Per-Second vs Hourly GPU Billing: I Saved 40% — Here's the Math
I spent $1,200 on GPU compute last month. Then I switched to per-second billing and dropped the bill to $720. The math is simple — but the implications are huge for anyone running short GPU workloads. Let’s break it down with real numbers from NVIDIA and Azure.
Why This Matters Now
Cloud providers like AWS, Azure, and Google Cloud are shifting toward per-second billing for GPU instances. But many users still default to hourly pricing because it’s easier to estimate. The problem? You’re paying for idle time.
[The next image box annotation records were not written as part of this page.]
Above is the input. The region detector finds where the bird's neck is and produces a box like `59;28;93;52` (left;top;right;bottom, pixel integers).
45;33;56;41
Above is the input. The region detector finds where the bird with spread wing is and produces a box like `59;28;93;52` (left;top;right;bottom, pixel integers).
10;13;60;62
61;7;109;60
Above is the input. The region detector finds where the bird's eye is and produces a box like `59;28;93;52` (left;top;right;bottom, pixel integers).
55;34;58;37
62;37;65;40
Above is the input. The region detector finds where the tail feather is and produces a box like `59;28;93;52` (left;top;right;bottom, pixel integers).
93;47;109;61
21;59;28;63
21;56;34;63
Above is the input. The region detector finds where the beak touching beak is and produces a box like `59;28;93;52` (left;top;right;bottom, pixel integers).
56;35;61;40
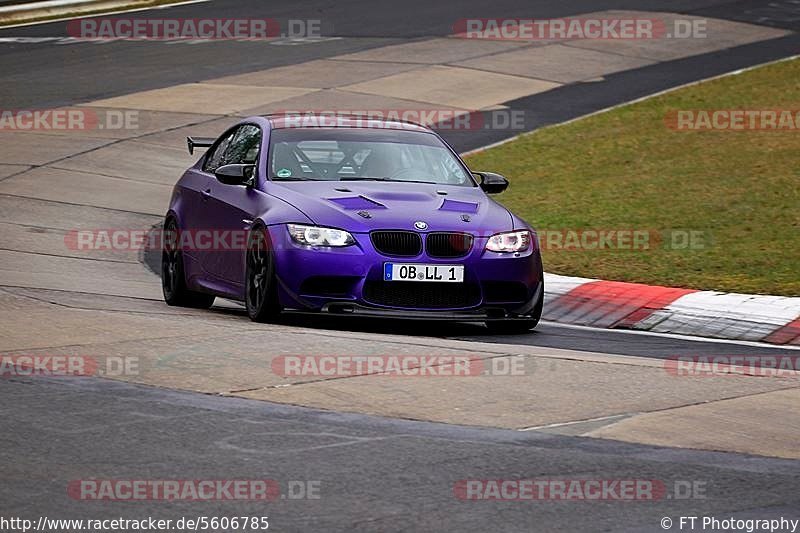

Here's the thing — for example, Azure charges $3.43/hr for an A100 GPU in an hourly billing model. VoltageGPU offers the same A100 for $2.02/hr with per-second billing. If your job runs for 36 minutes (60% of an hour), you’re charged $2.02 under hourly billing, but only $1.21 under per-second. That’s a 40% saving.
The Math: How 40% Savings Happens
Let’s take a real-world example:
| Metric | Hourly Billing | Per-Second Billing |
|---|---|---|
| A100 GPU Price | $3.43/hr (Azure) 1 | $2.02/hr (VoltageGPU) 2 |
| Job Duration | 36 minutes | 36 minutes |
| Total Cost (Hourly) | $3.43 | $2.02 |
| Total Cost (Per-Second) | $2.06 (36/60 * $3.43) | $1.21 (36/60 * $2.02) |
| Savings | $1.37 (40%) | $0.81 (40%) |
Let me be direct — Key Insight: The shorter your job, the bigger the savings.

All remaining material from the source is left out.